You want to sit on the end because only one person will be next to you. Also if you sit on the end, you can rest your head behind you. Your head will rest on the panel behind you that is an ad or a subway map or a nice poem about a house and roast chicken or scaffolding and love or stars and the winter sky. In the middle of the bench, there are windows behind you, and they are too far back to rest your head on.
This morning a lady at the end of the car dropped her black cane across the aisle, and it made a loud crack, that could be heard over the music in our headphones, and some of us looked over, it was that loud, and the man who sat across from her was handing it back to her.
On an orange bench, the woman next to me had a Kindle, and I glanced over, and the title of the chapter she was reading was: “In Defense of Chest Hair,” which makes me think about death.
There are still opportunities to judge people by their reading material.
There are only two people I am familiar with from my ride into work a young woman who is dressed pretty punked up, but is reading–or more likely praying from– a Hebrew prayer book. Also a guy who is black who wears his fedora down over his eyes like he is in a movie, or to hide the fact that he is taking a quick nap.
This morning the train was a 2 instead of a 3, and I didn’t know why, and I thought about wanting to know why, but I decided it didn’t matter and I didn’t really care. There were way too many people waiting for the train, and there were not that many people on it, but I was both tired and sleepy and it didn’t matter. The 2 and 3 both go to my work stop in the same fashion. The 2 just doesn’t usually stop at my home. For whatever reason, this morning, it did.
I really, really prefer to sit on the train. I probably have been on my feet a lot at work, being a teacher constantly circulating, walking in circles all day, most days, in room B-29. I don’t mind people’s bellies and crotches in my face if it gets crowded because I’m reading, anyway, I don’t notice.
Going to work, my stop is 14th Street. It is just after Chamber Street, which I remember Chamber is like a bedroom, and right after the bedroom, I need to get off the train, not that this makes any sense. Fourteenth Street has blue. There are eyes at one Chamber Street station (though not mine, sorry to confuse), and there are high heels at 59th Street, for Bloomingdale’s, My 14th’s got nothing fancy, but the tilework is blue.
If I am tired, or it is snowing or raining, and the sign made of red dots says the 1 train is coming in less than five minutes, I may stand there and wait for it, and I will step in, walk across, and stand there while the thing goes only four blocks, which is a little embarrassing, maybe, but maybe I am very tired, especially for the last month of school, I am. My school is at 18th Street.
I know I am not home yet if there are a lot of other white people on the train with me still.

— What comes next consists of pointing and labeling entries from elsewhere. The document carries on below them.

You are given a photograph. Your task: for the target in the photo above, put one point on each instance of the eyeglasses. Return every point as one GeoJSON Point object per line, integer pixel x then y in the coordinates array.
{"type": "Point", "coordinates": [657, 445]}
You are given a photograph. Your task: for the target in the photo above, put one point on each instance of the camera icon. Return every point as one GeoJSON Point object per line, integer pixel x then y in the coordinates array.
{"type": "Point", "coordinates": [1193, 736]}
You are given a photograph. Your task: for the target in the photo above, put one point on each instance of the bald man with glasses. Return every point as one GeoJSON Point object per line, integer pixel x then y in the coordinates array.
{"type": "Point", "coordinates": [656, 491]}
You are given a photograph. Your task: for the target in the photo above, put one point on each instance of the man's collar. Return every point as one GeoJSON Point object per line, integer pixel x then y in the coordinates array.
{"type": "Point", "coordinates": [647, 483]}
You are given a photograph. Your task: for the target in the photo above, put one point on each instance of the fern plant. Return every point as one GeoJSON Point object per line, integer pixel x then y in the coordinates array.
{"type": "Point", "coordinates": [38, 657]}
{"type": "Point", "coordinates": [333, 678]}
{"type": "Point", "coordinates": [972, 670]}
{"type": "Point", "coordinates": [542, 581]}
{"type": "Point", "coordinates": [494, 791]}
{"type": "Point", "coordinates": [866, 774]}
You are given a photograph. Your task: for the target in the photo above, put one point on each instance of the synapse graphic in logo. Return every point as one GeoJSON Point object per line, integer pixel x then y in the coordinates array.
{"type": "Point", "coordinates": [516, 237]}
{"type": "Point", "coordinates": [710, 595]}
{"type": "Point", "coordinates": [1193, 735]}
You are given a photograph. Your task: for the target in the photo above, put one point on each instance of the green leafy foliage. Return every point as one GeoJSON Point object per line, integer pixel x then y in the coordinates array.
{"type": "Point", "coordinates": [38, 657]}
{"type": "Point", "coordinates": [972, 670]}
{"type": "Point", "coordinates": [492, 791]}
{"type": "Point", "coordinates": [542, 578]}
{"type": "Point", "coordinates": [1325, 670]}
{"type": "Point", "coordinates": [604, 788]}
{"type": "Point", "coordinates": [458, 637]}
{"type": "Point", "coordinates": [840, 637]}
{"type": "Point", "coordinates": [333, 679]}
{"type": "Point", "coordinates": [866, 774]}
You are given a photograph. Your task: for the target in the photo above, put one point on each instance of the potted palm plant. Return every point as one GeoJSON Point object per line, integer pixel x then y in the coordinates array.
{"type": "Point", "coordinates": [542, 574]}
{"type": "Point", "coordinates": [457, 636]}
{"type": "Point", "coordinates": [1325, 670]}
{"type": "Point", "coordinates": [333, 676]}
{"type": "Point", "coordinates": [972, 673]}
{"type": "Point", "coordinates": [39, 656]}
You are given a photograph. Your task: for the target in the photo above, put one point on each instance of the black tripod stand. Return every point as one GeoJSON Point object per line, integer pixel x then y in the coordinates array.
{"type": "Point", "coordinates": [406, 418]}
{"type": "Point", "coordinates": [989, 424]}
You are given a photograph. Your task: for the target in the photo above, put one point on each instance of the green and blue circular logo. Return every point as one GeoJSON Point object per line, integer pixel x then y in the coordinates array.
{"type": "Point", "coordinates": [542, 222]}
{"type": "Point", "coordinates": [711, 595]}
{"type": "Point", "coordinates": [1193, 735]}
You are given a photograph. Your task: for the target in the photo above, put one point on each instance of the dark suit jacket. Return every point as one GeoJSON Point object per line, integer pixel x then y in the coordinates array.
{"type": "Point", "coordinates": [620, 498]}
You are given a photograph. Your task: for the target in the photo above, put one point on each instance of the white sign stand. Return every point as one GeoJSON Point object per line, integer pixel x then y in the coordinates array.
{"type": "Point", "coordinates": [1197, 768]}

My Metro card has Grand Central on it. School kids have a lime green Metrocard that lasts them all semester. Regular ones are macaroni and cheese yellow. Mine is special, for Grand Central’s 100th anniversary, and I have held onto it, and it makes sense to put $100 worth of travel on this card, which can be identified from among others should that happen, God forbid.
It is crowded around 6:00 pm. That is the worst.
People will say, “Sorry,” if their feet touch your feet, or if their bag brushes you, or if they sit on the tie to your raincoat, or for a million other reasons including being afraid you are crazy and will flip out because how can you tell who is crazy? This afternoon a kid told me sorry because something of his must have touched something of mine and I just smiled quickly, you can also say, “It’s okay,” but the quick smile is sort of nice because then people don’t even know if you speak English. The point is, you’re supposed to corral yourself and your stuff in the smallest possible corral, this is polite.
I cannot sleep on the train, but I can doze. I might be able to sleep. I haven’t tried very hard. I don’t worry much about my safety, I am not taking the train at 2 am, probably not even at midnight, I am too rich for that, and when I do doze I have my hands over my bag, my feet around it if it’s below. There are only books in my bag below. How disappointing it would be to steal.
When loud teenagers get into our car, I want to cry. I have already done my duty with the youth. All day long. Somebody else take a shift.
An elderly Asian man leaned over to me. He started talking, but I had no idea what he was saying. I wasn’t sure if it was even English. We were sitting next to each other on a periwinkle bench on the 4 train downtown, still in Manhattan. He took his Metro card out of his pocket and held up his book. He aligned the card with the text. Moved it down a line. “Oh, I see,” I said. “That’s a very good idea.” I did not need to use my Metro card to keep my place, I was reading just fine, but he smiled.